Martone attended private school in São Paulo. He spent one year during high school in Riverside, California when he was 15 years old as an exchange student. He attended university in São Paulo at Anhembi Morumbi studying tourism. Later Martone moved to Paris where he specialized in luxury brand advertising at ESG Management School.

==Career==
Martone moved to New York City in 2008 and began working as the strategic planner for the ad agency Chandelier Creative. In 2009, Martone co-founded ARC NY with Ryan Brown—a talent agency that included clients such as Alessandra Ambrosio and Irina Shayk. The two partners decided to close the agency in 2011 and pursue separate ventures. Martone opened a fashion PR company called the Martone Agency shortly after. Since then, Caitlyn Shockley joined as partner and the company was renamed The Creative NYC and opened a showroom in Chelsea in May 2014.
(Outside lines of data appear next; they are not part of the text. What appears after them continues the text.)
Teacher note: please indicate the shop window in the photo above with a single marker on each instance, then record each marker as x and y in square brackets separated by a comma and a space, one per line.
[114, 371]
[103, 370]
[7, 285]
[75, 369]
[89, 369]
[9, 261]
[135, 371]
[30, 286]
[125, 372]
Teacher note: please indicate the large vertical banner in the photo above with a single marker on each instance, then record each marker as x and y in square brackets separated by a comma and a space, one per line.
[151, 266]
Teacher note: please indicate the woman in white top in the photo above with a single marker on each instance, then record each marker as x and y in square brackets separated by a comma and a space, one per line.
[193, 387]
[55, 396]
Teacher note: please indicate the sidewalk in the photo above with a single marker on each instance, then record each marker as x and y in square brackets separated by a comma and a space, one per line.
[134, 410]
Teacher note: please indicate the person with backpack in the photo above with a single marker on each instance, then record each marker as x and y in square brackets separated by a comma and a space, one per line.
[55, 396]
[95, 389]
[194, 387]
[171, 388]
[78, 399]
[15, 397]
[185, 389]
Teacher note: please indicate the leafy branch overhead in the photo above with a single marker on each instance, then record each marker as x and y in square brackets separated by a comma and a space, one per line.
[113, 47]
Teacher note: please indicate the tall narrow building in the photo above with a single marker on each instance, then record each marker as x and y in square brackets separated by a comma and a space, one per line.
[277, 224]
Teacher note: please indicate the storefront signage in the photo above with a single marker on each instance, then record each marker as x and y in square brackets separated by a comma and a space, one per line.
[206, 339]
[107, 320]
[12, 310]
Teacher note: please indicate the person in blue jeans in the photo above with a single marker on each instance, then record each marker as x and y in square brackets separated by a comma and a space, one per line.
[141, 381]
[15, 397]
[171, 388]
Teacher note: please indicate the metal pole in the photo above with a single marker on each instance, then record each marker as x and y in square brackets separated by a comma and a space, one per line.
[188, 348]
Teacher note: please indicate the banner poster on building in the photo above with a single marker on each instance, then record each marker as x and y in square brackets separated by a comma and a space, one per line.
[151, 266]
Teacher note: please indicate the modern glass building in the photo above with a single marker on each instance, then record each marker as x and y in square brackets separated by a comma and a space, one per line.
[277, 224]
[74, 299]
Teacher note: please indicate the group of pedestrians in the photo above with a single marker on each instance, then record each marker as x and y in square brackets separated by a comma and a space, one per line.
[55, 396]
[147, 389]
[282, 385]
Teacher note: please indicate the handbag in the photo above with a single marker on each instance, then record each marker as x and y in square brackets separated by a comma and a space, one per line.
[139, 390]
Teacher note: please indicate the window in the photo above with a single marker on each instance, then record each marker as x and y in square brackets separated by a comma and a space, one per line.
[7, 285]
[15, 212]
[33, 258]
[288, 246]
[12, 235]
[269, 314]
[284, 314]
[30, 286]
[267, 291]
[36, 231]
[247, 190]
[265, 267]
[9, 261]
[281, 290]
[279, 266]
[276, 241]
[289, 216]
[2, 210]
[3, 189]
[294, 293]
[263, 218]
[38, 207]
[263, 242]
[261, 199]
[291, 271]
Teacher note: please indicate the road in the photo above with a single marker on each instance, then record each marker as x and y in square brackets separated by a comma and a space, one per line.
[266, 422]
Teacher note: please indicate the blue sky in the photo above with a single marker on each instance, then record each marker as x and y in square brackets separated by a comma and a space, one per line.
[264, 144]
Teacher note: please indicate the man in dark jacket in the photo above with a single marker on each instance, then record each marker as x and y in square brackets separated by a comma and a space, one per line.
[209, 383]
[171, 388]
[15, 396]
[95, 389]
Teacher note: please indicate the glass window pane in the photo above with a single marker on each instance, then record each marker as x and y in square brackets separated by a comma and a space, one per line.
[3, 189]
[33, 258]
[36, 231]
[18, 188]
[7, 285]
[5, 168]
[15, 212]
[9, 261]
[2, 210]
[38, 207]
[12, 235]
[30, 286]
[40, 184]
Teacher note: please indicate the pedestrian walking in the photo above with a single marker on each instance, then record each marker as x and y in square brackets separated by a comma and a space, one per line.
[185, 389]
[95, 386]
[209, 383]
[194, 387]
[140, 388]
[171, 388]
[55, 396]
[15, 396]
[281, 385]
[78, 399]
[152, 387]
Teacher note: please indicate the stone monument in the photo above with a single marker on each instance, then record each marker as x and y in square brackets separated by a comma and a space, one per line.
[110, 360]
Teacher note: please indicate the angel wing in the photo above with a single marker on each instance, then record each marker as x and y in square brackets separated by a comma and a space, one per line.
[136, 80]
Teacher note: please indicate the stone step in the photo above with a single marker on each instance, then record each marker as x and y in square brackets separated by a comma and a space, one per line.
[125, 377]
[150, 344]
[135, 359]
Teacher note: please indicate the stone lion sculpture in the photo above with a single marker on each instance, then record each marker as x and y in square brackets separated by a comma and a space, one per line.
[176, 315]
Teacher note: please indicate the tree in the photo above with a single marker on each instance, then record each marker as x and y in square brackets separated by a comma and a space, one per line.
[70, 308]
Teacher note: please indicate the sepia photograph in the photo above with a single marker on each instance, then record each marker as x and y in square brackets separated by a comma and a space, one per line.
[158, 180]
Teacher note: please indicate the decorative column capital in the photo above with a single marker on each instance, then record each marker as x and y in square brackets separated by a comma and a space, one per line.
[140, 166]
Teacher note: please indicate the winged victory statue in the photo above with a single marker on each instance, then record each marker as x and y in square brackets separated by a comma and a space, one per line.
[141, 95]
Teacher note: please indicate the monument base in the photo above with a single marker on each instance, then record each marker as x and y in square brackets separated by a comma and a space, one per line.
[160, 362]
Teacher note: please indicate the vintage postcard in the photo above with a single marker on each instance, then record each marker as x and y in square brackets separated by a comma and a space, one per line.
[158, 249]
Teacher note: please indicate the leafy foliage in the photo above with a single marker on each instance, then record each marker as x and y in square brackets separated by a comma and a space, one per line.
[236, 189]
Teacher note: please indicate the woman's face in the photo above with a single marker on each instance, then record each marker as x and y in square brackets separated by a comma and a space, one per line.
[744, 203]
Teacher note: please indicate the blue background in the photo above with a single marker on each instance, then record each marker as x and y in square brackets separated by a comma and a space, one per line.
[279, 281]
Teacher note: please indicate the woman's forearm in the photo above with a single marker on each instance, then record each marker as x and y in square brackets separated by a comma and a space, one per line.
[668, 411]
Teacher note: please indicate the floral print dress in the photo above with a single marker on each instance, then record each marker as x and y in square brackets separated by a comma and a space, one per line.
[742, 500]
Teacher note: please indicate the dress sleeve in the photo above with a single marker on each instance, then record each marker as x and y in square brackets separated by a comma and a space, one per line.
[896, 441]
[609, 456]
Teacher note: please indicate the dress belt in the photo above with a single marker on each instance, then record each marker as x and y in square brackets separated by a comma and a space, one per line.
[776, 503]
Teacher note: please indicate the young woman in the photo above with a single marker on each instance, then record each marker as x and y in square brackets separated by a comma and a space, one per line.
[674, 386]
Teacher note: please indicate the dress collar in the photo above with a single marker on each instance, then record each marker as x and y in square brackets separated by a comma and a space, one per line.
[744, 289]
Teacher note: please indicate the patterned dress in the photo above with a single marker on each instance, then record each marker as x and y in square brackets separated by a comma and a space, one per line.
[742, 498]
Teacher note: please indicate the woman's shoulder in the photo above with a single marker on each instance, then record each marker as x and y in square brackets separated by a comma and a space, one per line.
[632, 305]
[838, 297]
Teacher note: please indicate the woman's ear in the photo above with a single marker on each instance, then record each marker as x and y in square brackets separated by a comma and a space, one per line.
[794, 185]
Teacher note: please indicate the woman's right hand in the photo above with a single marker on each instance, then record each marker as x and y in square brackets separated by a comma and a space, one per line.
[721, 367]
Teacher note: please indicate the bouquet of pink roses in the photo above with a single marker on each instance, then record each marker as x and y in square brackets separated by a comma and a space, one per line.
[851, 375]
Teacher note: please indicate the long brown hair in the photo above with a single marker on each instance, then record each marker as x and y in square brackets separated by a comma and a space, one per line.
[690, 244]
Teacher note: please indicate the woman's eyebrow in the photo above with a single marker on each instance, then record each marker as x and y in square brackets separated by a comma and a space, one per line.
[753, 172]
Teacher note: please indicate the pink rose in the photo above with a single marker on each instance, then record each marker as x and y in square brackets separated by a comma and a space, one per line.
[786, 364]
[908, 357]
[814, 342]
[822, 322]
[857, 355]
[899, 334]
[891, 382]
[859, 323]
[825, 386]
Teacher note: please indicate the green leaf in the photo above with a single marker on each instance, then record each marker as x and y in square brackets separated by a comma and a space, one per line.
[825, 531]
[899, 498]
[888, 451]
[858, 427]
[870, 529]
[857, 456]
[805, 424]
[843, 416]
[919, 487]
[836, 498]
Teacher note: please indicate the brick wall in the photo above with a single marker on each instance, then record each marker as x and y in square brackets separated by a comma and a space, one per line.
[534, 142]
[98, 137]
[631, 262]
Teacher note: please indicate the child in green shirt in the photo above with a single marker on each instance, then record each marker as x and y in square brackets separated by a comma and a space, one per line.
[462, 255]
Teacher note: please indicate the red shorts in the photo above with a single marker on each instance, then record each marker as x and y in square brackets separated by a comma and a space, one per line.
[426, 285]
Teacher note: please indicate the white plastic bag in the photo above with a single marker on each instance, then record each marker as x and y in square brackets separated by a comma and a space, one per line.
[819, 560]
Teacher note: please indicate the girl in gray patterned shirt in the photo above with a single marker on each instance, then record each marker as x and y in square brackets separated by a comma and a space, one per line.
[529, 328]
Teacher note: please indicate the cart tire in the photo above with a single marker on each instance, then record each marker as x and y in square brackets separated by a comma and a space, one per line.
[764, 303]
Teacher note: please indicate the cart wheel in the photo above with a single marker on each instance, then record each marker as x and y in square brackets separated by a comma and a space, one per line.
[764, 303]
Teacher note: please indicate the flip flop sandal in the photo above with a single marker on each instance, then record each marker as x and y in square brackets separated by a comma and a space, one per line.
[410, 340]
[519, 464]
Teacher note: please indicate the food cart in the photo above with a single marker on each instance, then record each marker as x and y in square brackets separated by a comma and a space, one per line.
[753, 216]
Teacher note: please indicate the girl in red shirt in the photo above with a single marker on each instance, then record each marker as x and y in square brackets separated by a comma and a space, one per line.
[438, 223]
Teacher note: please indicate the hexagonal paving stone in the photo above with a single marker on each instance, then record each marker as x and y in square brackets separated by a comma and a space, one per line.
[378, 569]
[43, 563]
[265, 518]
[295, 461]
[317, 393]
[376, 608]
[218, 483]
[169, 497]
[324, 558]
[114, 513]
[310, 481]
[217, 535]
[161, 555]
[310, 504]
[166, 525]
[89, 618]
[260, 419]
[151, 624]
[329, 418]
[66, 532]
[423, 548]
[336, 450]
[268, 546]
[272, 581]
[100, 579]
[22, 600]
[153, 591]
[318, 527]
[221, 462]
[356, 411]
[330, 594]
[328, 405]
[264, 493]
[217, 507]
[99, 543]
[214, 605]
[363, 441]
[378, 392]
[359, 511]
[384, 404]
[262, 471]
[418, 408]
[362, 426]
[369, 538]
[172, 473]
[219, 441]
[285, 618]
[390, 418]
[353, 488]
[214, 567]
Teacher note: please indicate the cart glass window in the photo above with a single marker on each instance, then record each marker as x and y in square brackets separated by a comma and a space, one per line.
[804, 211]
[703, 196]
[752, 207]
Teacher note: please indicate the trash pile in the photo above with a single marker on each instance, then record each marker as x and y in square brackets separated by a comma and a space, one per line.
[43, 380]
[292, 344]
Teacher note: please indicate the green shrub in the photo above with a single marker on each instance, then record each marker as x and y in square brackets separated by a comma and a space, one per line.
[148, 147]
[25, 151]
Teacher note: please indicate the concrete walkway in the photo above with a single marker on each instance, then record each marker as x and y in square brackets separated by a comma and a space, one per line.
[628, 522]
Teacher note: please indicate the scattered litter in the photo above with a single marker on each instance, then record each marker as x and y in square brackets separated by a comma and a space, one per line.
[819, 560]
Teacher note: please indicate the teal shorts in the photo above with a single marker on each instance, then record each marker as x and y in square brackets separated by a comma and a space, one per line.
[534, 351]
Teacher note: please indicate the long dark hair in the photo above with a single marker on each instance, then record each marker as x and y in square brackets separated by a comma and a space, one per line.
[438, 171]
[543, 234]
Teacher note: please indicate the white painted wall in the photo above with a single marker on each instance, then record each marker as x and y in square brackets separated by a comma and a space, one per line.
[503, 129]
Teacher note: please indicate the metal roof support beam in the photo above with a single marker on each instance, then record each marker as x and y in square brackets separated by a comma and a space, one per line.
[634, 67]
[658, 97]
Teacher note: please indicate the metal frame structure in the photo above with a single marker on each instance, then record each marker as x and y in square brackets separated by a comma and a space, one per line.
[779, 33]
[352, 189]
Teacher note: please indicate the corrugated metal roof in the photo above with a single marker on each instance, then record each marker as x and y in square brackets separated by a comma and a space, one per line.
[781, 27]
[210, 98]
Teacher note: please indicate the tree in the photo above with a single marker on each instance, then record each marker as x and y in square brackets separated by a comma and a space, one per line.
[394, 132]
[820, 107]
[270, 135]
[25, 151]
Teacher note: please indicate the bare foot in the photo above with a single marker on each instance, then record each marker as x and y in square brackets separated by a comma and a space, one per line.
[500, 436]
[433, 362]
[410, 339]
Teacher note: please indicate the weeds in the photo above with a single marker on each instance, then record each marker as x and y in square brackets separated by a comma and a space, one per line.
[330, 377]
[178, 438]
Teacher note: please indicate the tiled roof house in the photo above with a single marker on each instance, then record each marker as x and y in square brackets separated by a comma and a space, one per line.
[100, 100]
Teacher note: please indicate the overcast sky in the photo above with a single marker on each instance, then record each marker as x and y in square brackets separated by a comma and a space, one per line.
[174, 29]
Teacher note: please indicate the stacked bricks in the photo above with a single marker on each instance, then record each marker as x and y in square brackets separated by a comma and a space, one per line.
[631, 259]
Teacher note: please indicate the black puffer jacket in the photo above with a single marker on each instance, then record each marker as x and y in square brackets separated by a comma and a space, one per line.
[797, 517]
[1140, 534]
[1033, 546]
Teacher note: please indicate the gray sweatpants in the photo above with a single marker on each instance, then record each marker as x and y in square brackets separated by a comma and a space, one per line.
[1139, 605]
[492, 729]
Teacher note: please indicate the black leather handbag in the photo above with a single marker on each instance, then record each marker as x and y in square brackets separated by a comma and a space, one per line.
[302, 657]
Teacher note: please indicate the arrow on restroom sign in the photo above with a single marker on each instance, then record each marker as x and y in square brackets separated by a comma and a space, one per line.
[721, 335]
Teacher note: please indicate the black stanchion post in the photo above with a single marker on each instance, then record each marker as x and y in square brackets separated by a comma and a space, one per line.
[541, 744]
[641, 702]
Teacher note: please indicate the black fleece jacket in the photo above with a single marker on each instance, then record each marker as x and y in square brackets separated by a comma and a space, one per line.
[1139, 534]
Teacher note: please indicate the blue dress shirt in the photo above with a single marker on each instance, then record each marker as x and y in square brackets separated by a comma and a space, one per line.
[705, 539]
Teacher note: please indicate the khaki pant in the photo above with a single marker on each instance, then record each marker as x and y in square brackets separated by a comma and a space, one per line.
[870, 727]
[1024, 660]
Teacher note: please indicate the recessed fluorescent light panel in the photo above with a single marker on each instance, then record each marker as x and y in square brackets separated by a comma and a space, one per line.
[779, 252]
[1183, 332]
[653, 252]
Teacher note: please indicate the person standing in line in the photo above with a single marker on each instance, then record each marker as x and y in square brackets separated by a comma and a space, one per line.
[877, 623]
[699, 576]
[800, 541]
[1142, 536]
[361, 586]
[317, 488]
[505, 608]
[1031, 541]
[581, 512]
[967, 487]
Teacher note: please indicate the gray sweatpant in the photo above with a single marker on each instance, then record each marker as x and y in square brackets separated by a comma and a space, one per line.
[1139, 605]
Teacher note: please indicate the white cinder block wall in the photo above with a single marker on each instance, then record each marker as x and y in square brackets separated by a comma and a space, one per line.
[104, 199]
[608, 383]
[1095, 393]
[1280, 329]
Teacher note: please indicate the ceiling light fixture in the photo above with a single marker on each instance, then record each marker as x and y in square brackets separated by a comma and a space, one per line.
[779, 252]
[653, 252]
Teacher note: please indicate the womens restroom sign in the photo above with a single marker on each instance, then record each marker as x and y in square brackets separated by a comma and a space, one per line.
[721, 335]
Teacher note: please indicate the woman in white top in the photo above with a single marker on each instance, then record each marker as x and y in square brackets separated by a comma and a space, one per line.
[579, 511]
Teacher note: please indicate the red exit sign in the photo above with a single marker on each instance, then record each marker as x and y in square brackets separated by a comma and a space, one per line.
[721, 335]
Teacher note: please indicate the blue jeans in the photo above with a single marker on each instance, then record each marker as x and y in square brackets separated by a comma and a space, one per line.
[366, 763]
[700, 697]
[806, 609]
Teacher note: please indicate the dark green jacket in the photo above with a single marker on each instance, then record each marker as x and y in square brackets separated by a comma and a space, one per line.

Martone partnered with jewelry designer Jules Kim for his debut swimwear line called Nycked in November 2010.

===Martone Cycling Co.===
In 2013, Martone launched a line of bicycles with Martone Cycling Co. Having been dissatisfied with how previous bikes looked while being stored in his New York apartment, Martone was inspired by fashion when designing his own line of bicycles. The bikes come in monochromatic hues and feature matching tires, red chains, handlebar baskets, and a SRAM Duomatic gear hub for city riding. They were first available at the Paris boutique Colette and are now available at high end retail stores such as Saks Fifth Ave. Martone also collaborated with artist Justin Teodoro for the designs of the brand's accessory line.

==Personal life==
Martone began dating designer Marc Jacobs in 2008. The couple became engaged in 2009, but eventually ended their relationship.

Martone considers his hobby of biking as part of his inspiration for the Martone Cycling Co designer bike line.